Eh oui ! Ils n’étaient pas extrêmement nombreux. Quelques centaines à Paris et à Marseille mais ils étaient bien là à défiler pour la seconde Mad Pride. Au rythme des tambours et de la fanfare, vêtus de ponchos aux couleurs vives, de chapeaux du fou du roi ou grimpés sur des échasses, ils ont marché dans Paris, depuis l’hôpital Saint-Vincent de Paul jusqu’à la place de la Bastille. Parmi toutes les fiertés il fallait bien que celle-là se manifestât aussi. « Fou, et alors ? » Oui, les fous aussi peuvent être dans la rue, au risque de choquer, d’indisposer. Ou tout au moins de rappeler qu’ils existent ! Car ils vivent toujours à l’abri des regards derrière des murs clos. Sortir ainsi de l’univers asilaire, pour dire qu’on existe et de façon festive, cela ne va pas de soi.

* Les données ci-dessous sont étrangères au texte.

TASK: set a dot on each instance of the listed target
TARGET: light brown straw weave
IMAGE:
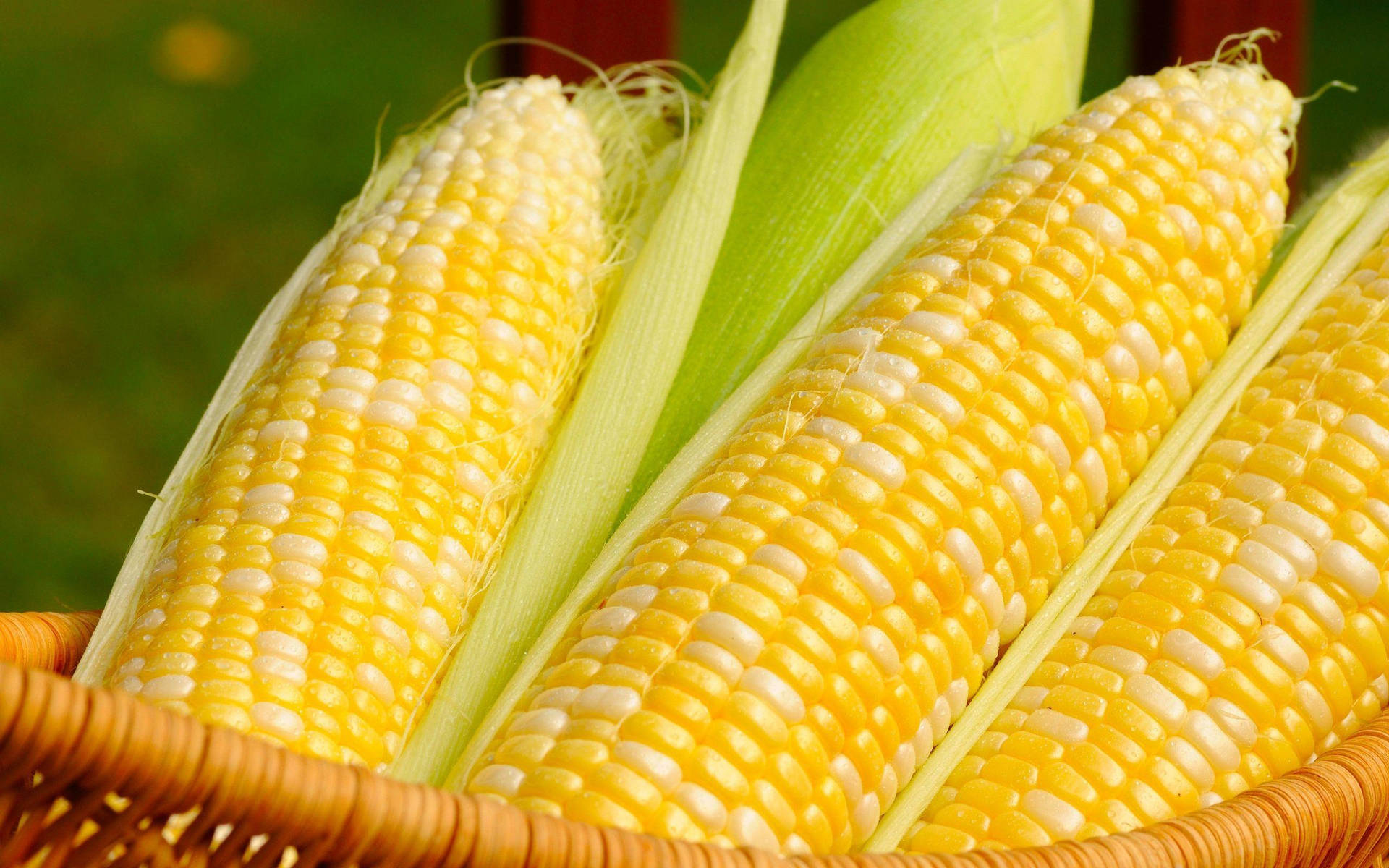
(46, 641)
(92, 778)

Y compris pour certaines associations, qui n’ont pas voulu participer à la fête, parce qu’elles estimaient que la gravité de la question psychiatrique ne peut ainsi s’exposer avec une telle légèreté.

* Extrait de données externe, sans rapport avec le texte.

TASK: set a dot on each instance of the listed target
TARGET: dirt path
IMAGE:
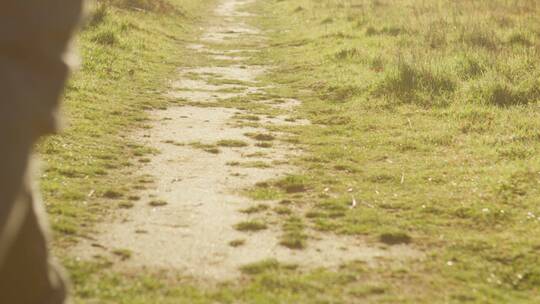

C’est vrai qu’il y a un paradoxe à vouloir offrir une parade à ce qui est, tout de même, de l’ordre de la douleur la plus intime. Est-il possible de faire comprendre directement dans la rue les réalités de cet univers complexe, qui relève de disciplines dans lesquelles on ne s’introduit pas en amateur ? On parle encore de scandale carcéral, de méthodes violentes, de pratiques désuètes. Sans aucun doute il y a des dossiers à reprendre. Mais je serais bien embarrassé pour formuler un jugement, sauf à faire appel à une culture commune, qui fut sans doute plus partagée dans les années où l’on parlait d’antipsychiatrie. J’ai un souvenir particulier à ce propos. Il concerne la publication du premier grand livre de Michel Foucault, intitulé Histoire de la folie. L’auteur, qui devait devenir plus tard une des figures de référence de la pensée, eut énormément de mal à trouver un éditeur. Il fallut qu’il tombe sur un lecteur privilégié en la personne de Philippe Ariès, l’historien, dont les convictions solides n’étaient nullement contraires à une totale liberté de l’esprit. Ariès fut séduit par la nouveauté audacieuse et dérangeante de Foucault, qui renouvelait le sujet en bousculant les disciplines. Depuis lors, avons-nous vraiment progressé dans l’exploration de ce domaine troublant ? Les manifestations de samedi montreraient plutôt que non.
Chronique diffusée sur Radio Notre-Dame le 15 juin 2015.